Snodgrass did, and she was able to pull even with a solid par on the par-3 17th.
After Eaton bogeyed, it left Snodgrass staring down the 18th fairway with a driver in her hand and the entire tournament on her shoulders.
Yet she insists she never lost confidence.
"On the 18th tee we're tied, I'm first up, what am I going to do?" Snodgrass said. "I just have confidence that I'm going to hit my driver well. The last time I hit it I almost hit it out of bounds left, so I had to have confidence in it and come back with it, and that's what I did."
As for the putt that won the tournament?
"[Swing coach] Sarah [Yost] has this thing where I have to make 100 putts in a row from 3 or 4 feet and that's how long that par putt was," Snodgrass explained. "I've made thousands of these, hundreds even in a row, I was like 'I've got this.
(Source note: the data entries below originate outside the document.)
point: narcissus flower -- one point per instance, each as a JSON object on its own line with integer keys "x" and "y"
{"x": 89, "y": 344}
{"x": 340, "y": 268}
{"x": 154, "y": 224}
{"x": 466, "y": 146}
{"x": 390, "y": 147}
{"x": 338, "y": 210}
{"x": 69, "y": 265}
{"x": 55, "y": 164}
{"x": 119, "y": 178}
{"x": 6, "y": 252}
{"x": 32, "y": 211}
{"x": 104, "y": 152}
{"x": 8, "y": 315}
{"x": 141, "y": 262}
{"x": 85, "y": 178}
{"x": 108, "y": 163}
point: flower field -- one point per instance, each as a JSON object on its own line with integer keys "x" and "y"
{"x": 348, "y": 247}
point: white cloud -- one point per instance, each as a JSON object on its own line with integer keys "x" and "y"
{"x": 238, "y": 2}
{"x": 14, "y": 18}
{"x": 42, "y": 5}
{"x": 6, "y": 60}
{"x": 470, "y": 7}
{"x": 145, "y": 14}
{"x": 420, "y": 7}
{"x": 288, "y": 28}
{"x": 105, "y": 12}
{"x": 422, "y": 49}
I'm just on the putting green listening to my music practicing again.' Just getting into that mindset and making that putt."
Snodgrass finished tied for seventh at last year's high school state tournament and earned all-state recognition.
She has spent her summer playing at various places around the country and is being courted by several colleges, including Marshall and UAB.
While her future is surely bright and Thursday's win was a big one, Snodgrass says all of her recent success is the result of her hard work.
"I've put in a lot of work and [Thursday's win] just validates that hard work does pay off," Snodgrass said. "When it was 100 degrees out I was out on the range working, and it just validates that."
Eaton's even-par effort was Thursday's low round.